On Jan. 18, Turkey’s Ministry of Foreign Affairs issued a press release criticizing the recently published grounds of the decision of the Armenian Constitutional Court on the protocols between Turkey and Armenia.

Below is the full text of the ministry’s press release:

The Constitutional Court of the Republic of Armenia has declared its decision of constitutional conformity on the Protocols between Turkey and Armenia signed on 10 October 2009 with a short statement on 12 January 2010. The Constitutional Court has recently published its grounds of decision. It has been observed that this decision contains preconditions and restrictive provisions which impair the letter and spirit of the Protocols.

The said decision undermines the very reason for negotiating these Protocols as well as their fundamental objective. This approach cannot be accepted on our part.

Turkey, in line with its accustomed allegiance to its international commitments, maintains its adherence to the primary provisions of these Protocols.

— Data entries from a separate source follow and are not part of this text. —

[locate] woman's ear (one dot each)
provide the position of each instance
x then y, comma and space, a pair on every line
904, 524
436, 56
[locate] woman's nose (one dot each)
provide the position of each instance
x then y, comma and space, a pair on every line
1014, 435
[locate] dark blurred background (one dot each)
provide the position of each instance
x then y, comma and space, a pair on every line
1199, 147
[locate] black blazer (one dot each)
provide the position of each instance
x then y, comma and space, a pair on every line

We expect the same allegiance from the Armenian Government.

3 Comments

  1. The Armenian constitutional court implicitly ruled that the protocols could not take away Armenian  rights (regarding land and the genocide).  Now, whether that ruling really holds true in the future, we’ll have to see.  But the fact that Turkey objected to this  ruling (and assuming it’s not just “payback” for Armenia’s criticizing Turkey’s precondition of a Karabagh/Artsakh settlement) tends to prove that Turkey felt the protocols DID take away certain Armenian land and genocide rights.  Thus, Armenians who objected to the protocols were essentially correct to be concerned about the protocols effects on Armenian rights.

    However, since Serge has reportedly declared that Armenia adheres to treaties signed by Soviet authorities (which treaties does this mean, specifically? And when exactly did the Soviet Uni0n come into legal being? ), it is unclear how this fits with the constitutional court’s ruling.

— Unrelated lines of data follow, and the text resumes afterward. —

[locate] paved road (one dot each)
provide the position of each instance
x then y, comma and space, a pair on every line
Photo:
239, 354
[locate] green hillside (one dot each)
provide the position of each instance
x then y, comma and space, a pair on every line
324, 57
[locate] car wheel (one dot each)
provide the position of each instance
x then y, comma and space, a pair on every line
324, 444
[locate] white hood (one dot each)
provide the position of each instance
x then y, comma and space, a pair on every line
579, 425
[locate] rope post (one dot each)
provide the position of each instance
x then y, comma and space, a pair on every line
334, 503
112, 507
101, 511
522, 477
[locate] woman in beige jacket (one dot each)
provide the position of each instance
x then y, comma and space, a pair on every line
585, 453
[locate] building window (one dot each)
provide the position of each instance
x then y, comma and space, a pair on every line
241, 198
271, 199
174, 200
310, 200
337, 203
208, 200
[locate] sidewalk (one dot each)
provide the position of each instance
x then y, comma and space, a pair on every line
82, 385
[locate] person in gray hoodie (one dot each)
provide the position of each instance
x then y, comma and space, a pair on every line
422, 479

  2. For once the Turkish government is being honest when it says, about the RoA Constitutional Court (CC) opinion, that: “The said decision undermines the very reason for negotiating these Protocols as well as their fundamental objective”!
    Of course it does as the “very reason…as well as the fundamental objective” of the Protocols is the unconditional and total surrender of Armenia as a vanquished nation! The RoA CC, no doubt influenced by the mass opposition to the Protocols by all sections of the worldwide Armenian community, has clarified and narrowly defined the terms of the Protocols in order to limit the potentially grave dangers emanating from them which threaten many aspects of Armenian national interest.
    Not surprising therefore that the Turks are now complaining: “Foul! We don’t like the way you are playing this Protocol game”!

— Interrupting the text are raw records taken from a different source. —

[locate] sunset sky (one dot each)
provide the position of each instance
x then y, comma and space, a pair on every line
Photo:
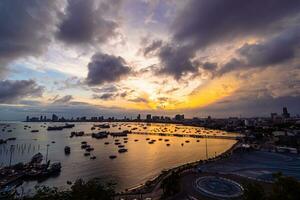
123, 57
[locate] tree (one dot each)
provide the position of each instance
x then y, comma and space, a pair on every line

  3. Given these typically Turkish, i.e. cheap and easily detectable, political maneuvering with these hastily-cooked protocols, I think the time is nearing that Nagorno-Karabakh (Artsakh) be recognized as an independent entity, first by Armenia, then by Russia, and then by the rest of the international community. I also think that given the fact that Turkey will never change from being a Genocide-denier, fascist state with sick pan-Turkist ambitions, in April of 2010 the U.S. President MUST, as he promised to the world, use the Genocide word in his Annual  Address to the Armenian People, a long-expected word that would adequately characterize the barbarism, humiliation and unspeakable pain that Turks have inflicted upon millions of Armenians, depriving them of their historical homeland in Western Armenia and systematically slaughtering and deporting en masse its inhabitants. Enough is enough!